Analytic Geometry proof of orthogonality in triangle geometry

We may embed the construction in the complex plane, assuming $D=0$, $C=1, B=-1$ and $A=ri$. With such assumptions we may compute $E$, then $F=\frac{E}{2}$ and check that $\frac{F-A}{E-B}$ is a purely imaginary number, proving $AF\perp BE$.

But maybe if you saw the geometric proof, you would change your mind about looking for an analytic proof of this fact.

Take $K$ to be the midpoint of segment $CE$. Then $KF$ is a mid-segment in triangle $DCE$ and therefore $KF$ is parallel to $CD$. Furthermore, $CD$ is orthogonal to $AD$, which means that line $KF$ is orthogonal to $AD$ too. Hence the lines $DE$ and $KF$ are altitudes in triangle $DKA$ and consequently point $F$ is the orthocenter of $DKA$. Therefore, the line $AF$ is the third altitude in triangle $DKA$ and so $AF$ is orthogonal to $DK$. The segment $DK$ however is mid-segment of triangle $BCE$ so $DK$ is parallel to $BE$. Thus $BE$ is orthogonal to $AF$.

I know a coordinate geometric proof will hurt the true lovers of geometry, but still I would like to present one as the OP found it MESSY.

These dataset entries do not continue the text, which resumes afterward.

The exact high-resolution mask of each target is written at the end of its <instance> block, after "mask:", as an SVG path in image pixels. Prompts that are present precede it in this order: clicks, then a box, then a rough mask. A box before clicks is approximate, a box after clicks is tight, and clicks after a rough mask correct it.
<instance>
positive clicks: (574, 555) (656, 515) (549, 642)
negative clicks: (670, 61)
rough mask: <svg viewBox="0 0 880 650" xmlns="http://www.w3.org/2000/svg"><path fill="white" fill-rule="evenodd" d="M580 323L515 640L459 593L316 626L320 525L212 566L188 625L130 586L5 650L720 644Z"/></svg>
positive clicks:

Without loss of generality, position the triangle as $A=(0,0)\ B=(-1,k)\ C=(1,k)$

Then check that $D=(0,k)$

Let $E$ be $(a,ka):a\in(0,1)$

By the problem , $${ka-k\over a}\cdot k=-1\implies a={k^2\over k^2+1}$$

So $E=\left({k^2\over k^2+1},{k^3\over k^2+1}\right)$

Another simple calculation reveals $F$ to be $\left({k^2\over 2(k^2+1)},{2k^3+k\over 2(k^2+1)}\right)$

Now its trivial that $$\text{Slope}_{BE}={{k^3\over k^2+1}-k\over {k^2\over k^2+1}+1 }=-{k\over 2k^2+1}={-1\over \text{Slope}_{AF}}$$

Here is a vectorial proof with a little trigonometry at the end. We can transform our objective thus:

$$\tag{2}AF \perp BE \ (a) \ \ \ \ \iff \ \ \ 2\vec{AF} \cdot \vec{BE}=0 \ (b)$$

(symbol $\cdot$ meaning "dot product"). The LHS of (2b) can be transformed thus:

$$(\vec{AD}+\vec{AE}) \cdot (\vec{BD}+\vec{DE})=\vec{AD}\cdot\vec{DE} + \vec{AE} \cdot \vec{BD} $$

(taking into account the orthogonality of AD and BD, and AE and DE).

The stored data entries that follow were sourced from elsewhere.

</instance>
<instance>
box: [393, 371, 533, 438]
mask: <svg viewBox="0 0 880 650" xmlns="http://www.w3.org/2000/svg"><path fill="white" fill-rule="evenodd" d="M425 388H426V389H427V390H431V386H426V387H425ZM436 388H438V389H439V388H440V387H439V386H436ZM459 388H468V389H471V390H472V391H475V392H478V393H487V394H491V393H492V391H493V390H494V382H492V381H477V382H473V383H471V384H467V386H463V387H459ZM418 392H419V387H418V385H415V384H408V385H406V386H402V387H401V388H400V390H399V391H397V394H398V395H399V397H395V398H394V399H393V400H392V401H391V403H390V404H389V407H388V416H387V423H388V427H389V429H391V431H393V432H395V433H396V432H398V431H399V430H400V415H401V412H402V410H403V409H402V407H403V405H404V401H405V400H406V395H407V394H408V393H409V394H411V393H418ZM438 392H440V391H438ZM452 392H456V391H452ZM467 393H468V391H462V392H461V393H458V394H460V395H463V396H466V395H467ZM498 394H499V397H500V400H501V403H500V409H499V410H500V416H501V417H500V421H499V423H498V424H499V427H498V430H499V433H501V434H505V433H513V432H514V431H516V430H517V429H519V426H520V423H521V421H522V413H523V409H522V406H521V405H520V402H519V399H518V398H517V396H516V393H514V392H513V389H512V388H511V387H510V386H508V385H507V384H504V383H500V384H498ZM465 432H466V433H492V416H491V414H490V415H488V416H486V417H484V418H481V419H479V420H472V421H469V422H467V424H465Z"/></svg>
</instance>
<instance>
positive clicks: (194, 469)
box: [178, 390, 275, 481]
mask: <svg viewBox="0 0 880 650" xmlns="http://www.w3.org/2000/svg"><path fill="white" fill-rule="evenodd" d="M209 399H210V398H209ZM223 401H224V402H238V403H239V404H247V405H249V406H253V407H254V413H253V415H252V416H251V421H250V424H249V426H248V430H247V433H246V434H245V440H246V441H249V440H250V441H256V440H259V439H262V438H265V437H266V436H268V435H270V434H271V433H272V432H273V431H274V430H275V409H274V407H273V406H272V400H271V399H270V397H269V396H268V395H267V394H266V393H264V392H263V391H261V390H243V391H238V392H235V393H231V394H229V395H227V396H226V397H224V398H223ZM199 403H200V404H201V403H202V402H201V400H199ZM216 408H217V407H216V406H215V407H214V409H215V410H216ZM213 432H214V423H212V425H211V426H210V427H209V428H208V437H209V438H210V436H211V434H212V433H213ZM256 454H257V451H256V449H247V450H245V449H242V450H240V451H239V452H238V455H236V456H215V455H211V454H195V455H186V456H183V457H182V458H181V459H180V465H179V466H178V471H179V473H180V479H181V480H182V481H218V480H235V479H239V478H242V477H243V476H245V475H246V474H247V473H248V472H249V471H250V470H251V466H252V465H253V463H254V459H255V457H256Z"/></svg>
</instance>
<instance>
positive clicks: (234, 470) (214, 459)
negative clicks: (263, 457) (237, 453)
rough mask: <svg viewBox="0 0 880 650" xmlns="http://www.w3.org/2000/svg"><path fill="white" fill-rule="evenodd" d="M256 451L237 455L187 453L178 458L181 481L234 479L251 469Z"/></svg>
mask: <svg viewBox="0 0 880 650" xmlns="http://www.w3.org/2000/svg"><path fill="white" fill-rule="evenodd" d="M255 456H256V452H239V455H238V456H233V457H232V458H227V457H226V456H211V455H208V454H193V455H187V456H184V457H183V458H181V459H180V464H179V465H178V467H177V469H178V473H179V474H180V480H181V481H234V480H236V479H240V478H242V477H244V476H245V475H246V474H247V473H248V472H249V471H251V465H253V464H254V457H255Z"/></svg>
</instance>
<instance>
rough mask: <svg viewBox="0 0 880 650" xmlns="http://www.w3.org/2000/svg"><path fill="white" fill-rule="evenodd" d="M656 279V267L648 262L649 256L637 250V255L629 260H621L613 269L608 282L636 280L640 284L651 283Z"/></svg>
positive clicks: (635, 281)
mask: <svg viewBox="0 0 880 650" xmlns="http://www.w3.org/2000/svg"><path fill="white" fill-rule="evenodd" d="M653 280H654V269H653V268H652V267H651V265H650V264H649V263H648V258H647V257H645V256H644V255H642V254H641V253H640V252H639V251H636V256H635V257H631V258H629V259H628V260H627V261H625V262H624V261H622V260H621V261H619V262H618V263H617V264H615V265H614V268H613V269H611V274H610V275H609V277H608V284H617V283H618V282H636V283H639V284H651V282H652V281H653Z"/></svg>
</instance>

Let $\alpha=\widehat{BAC}=\widehat{DAC}$ and $h$ be the length of altitude $AD$.

It is easy to establish that:

$$\begin{cases} \vec{AD} \cdot \vec{DE}&=&- h \times h \sin(\alpha) & \ \ \text{(the minus sign is essential)}\\ \vec{AE} \cdot \vec{BD} &=& h \cos(\alpha) \times h \tan(\alpha) & \end{cases}$$

(where $\times$ is the ordinary multiplication of real numbers).

Adding these two results gives $0$ ; we have thus obtained the RHS of (2).